ハルはその一階のテーブル席で、黙々と一日では読み切れない資料の山相手に一つ一つ情報を吟味しては、読み込んでいた。
「この五年前のレイド襲撃事件のことなんだけど、もっといい資料ないかな?」
ハルが本から顔を上げて隣にいたルナに声を掛けた。
「それだったらこっちの山にまとめてありますよ」
ハルは席を立ってその山のように積まれた本と紙の束の中から適当に引き抜いては、席に戻って来た。引き抜かれた本と紙の束の山は音を立てて崩れ去り、近くの山も道ずれに雪崩を起こしていた。
「この事件って結局誰が何のために起こした事件だったの?」
【神獣レイド】というレイド王国の象徴ともいえる獅子による襲撃。すでに絶滅したはずのレイドという名の神獣が現代に蘇って、王都をスタルシアを襲撃した大きな事件。ハルはルナにこの事件の裏で糸を引いてた組織あるいは人物について尋ねていた。

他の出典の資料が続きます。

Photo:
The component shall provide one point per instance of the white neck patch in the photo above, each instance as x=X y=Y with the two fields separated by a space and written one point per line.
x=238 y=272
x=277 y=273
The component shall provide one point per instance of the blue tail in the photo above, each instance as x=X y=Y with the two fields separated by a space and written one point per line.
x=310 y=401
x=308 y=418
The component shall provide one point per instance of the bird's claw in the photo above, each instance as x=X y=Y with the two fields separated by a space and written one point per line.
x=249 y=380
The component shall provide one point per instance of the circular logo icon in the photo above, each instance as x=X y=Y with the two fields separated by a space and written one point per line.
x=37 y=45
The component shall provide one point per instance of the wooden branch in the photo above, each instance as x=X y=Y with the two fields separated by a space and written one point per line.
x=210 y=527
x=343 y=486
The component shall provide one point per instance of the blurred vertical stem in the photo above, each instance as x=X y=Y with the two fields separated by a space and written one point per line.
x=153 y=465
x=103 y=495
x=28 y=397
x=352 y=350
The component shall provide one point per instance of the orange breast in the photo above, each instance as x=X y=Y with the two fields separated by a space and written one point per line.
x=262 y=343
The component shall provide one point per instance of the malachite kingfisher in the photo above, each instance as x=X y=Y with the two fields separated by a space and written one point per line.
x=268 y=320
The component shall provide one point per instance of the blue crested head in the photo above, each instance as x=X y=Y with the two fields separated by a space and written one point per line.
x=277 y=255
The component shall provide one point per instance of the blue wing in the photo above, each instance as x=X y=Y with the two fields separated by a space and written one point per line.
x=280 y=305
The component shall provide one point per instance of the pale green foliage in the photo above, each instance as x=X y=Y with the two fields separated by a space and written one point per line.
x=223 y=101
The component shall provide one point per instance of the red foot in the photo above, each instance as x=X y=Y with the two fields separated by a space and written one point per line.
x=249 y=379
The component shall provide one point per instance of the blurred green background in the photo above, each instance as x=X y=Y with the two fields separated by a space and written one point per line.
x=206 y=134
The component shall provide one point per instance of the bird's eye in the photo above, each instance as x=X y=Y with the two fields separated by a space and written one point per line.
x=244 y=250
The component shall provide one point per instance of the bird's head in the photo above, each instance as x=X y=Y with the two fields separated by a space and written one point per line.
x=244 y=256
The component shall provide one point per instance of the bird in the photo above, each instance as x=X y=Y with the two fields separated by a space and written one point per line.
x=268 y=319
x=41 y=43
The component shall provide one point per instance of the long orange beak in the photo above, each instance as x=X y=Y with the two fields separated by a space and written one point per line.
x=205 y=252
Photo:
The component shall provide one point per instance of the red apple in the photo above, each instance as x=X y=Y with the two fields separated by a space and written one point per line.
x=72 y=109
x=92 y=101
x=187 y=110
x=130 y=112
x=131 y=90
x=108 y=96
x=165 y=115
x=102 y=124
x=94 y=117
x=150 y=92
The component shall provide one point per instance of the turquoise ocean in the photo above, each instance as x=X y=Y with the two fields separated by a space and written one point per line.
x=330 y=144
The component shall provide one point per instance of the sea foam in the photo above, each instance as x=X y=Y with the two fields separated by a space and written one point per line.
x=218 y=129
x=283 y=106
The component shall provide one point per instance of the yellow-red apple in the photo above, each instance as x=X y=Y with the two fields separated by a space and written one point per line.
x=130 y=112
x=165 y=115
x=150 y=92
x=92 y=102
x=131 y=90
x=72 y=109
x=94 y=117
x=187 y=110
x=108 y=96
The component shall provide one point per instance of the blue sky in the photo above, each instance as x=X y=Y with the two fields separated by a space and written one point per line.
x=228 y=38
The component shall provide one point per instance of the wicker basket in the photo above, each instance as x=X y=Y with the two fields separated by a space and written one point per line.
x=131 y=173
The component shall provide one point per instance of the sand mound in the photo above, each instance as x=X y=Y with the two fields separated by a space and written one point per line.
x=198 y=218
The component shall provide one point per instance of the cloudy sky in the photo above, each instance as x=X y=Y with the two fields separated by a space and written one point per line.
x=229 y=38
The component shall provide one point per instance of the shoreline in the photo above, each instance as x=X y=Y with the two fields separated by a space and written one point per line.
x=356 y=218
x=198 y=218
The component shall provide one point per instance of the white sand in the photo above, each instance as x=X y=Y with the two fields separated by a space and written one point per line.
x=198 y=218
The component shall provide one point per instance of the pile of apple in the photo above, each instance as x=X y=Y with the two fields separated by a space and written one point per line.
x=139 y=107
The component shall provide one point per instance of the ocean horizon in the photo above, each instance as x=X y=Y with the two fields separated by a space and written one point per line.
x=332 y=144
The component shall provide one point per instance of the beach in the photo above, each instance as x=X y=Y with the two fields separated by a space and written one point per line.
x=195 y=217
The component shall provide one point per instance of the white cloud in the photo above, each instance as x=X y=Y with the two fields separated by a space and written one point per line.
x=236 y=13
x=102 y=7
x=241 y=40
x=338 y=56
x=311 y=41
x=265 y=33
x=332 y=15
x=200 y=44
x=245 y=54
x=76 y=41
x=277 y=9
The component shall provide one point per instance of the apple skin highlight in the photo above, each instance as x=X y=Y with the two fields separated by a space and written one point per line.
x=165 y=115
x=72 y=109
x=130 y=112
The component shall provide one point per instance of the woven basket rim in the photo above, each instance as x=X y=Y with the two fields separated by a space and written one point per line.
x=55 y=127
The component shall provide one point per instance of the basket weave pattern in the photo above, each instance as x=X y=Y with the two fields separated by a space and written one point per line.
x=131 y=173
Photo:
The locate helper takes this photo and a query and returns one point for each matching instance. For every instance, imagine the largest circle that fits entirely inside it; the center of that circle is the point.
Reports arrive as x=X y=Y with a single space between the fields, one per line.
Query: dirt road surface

あの事件の裏には誰かが何かしらの目的をもって引き起こしたものであると推測できる要素は多々あった。しかし、表社会ではあれは〈神獣災害〉という枠組みで捉えられていた。五年前の一度目の襲撃と二年前の二度目の襲撃の計二回。一度だけならば、群れとはぐれた神獣レイドがたまたま帰巣本能か何かで王都スタルシアに戻って来たのだと、それでも苦し紛れではあるが、そう言えた。けれど、二度も絶滅したと思われていたはずの神獣が王都を狙ったとなると、それは偶然というには何か原因があり、そもそも、そんなに多くの神獣という極めて貴重な個体がいるのか?と疑いたくもなるのは当然だった。【四大神獣】を除いて神獣など各地に指で数えるほどしかいないのだ。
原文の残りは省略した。